At the same time, the report shows some evidence that the trade damage isn’t rapidly creeping through the broader economy.
On a monthly basis, preliminary industry-level data suggests Canada’s economy expanded 0.1% in July, after unexpectedly contracting 0.1% in June, the statistics agency said. There are some signs of strength in final domestic demand, which rose 3.5% in the second quarter, driven by a 4.5% increase in household consumption — an acceleration despite a major slowdown in population growth.
At the same time, the resilience of households is likely to be tested in coming months. Disposable income rose just 1.3% in the three months between April and June, the weakest growth in more than two years, likely reflecting persistent looseness in the country’s labor market.
The data also show Canadian firms are still adding to their stockpiles despite the subdued export demand from the US — inventory investment rose about C$19 billion in the second quarter, the most since 2022, when the country’s firms were putting more wares aside amid snarled supply chains.
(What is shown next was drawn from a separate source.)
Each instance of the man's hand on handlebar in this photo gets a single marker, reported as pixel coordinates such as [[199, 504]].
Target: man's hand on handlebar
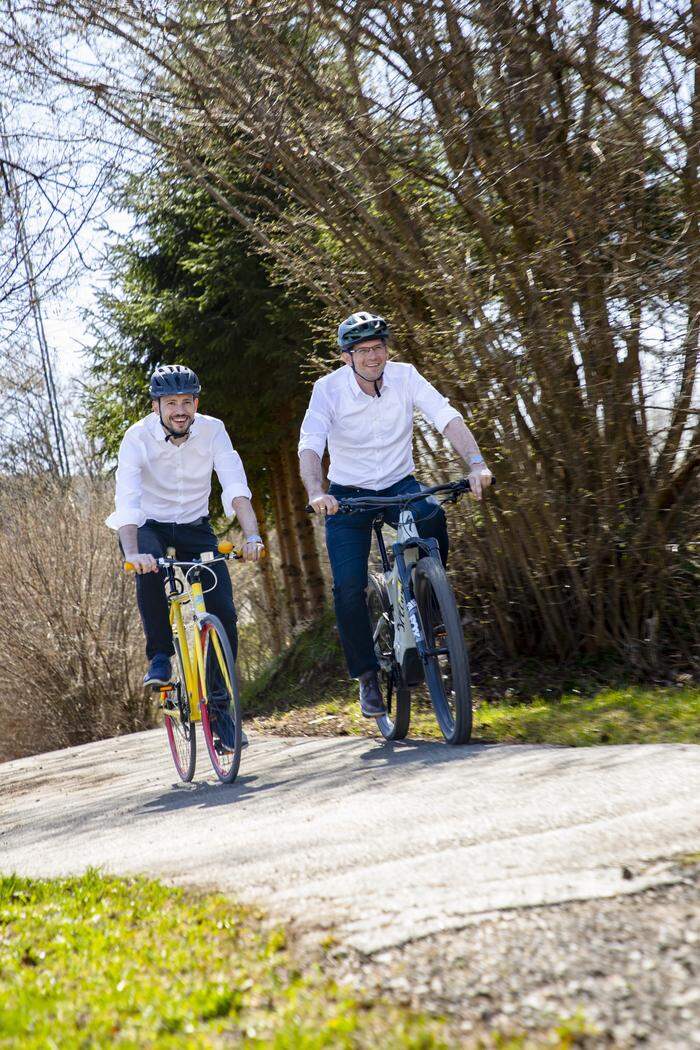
[[323, 504], [252, 550], [480, 480], [143, 563]]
General government expenditure rose 5.1%. Investment in residential structures rose 6.3%.
Bank of Canada officials said they’re open to further rate reductions if the economy weakens and price pressures are contained. Their next decision is on Sept. 17.
Before the release, traders in overnight swaps put the odds off a rate cut at the next meeting at about 40%. The policy rate is 2.75%.
At around 5% to 7%, the effective tariff rate that the US imposes on imports of Canadian goods remains among the lowest in the world. That’s because of a carve-out for goods that cross the border under the USMCA, the trade treaty between Canada, the US and Mexico that will be renegotiated in coming years.